Clarke is one of London’s most significant chefs. As well as stints at Brunswick House and the late, lamented St Leonards on his CV, he was also co-founder of mental health campaign Pilot Light in 2019 and works as a consultant, which gives him a better notion than many of how food ideas are moving around the country.
“I was with one of my consultancy [clients] outside London recently. Last year, they told me ‘there’s not too much call for vegan dishes here’,” he says. “And now it’s, ‘we need more vegan dishes!’ Tastes are different around the country, and London is at the forefront, but things are changing.”
One of the keys to grilling vegetables rather than meat is finding something to replace animal fat, he says. “Ten years ago at Brunswick House we’d have vegans turning up, and we had to rise to the challenge pretty quickly,” he says. “Even if it was only the occasional person who was vegan, I would challenge myself, such as pressure-cooking seeds and nuts and using those purées to replace the animal fat, and that approach is becoming more and more common.”
A blend of classicism and creativity is at the centre of what Acme does, with recent dishes including smoked beetroot with pine nuts, raisin, black garlic and crème fraîche, and tandoori celeriac with chickpea purée, green chutney and cashew cream alongside longhorn beef rump and Tamworth pork chop. “We ask ourselves, what are the great vegetable dishes in the world and how can we recreate them in our own way?”
For Clarke, the focus is not on vegan food, but regenerative farming in its entirety. “I want to challenge people a bit more, because there is this wave of people talking about how vegan food is better for your health, it’s better for the environment, it’s all good things,” he says. “But I don’t think meat is the enemy. Sustainability is a big buzzword, but I do really mean it.”

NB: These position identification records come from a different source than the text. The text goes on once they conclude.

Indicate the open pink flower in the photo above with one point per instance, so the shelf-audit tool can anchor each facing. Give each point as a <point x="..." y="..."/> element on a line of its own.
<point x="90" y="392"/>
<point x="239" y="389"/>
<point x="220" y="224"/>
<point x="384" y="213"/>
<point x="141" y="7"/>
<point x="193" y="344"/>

While some might see vegetables as a more affordable option than meat, Clarke points out that the best veggies are not cheap. “I use really good vegetables, and I believe in doing that as much as I believe in using good meat,” he says. “Using really good produce from Natoora, for example, makes my job easier, and I know the farms we’re supporting have much better ethics than a Dutch hothouse churning out unseasonable vegetables.
Jo Rudkin, national account manager for Bidfresh brand Oliver Kay, says operators should consider barbecued vegetables on cost grounds. “Mushrooms are a fantastic plant-based alternative for the barbecue. Sauté in herbs, add a little butter and you’ve got yourself a delicious mushroom steak, packed full of flavour and much more cost-effective [than meat],” she says. She also suggests cauliflower: “It’s a versatility king among vegetables. This bountiful brassica can have its florets doused in a sticky, spicy sauce, charred on the barbecue and finished with a dusting of sesame seeds to make the most amazing cauliflower ‘wings’.”
It’s increasingly easy to attract meat-eaters to vegetable-based dishes, according to Paul Stanley, foodservice manager of Middleton Foods, who suggests Middleton’s Double Smoke glaze. He highlights Mintel’s 2023 UK Menu Trends Market Report, which said that one in three meat-eaters who have reduced or limited their consumption of red meat and poultry are classed as the most adventurous eaters.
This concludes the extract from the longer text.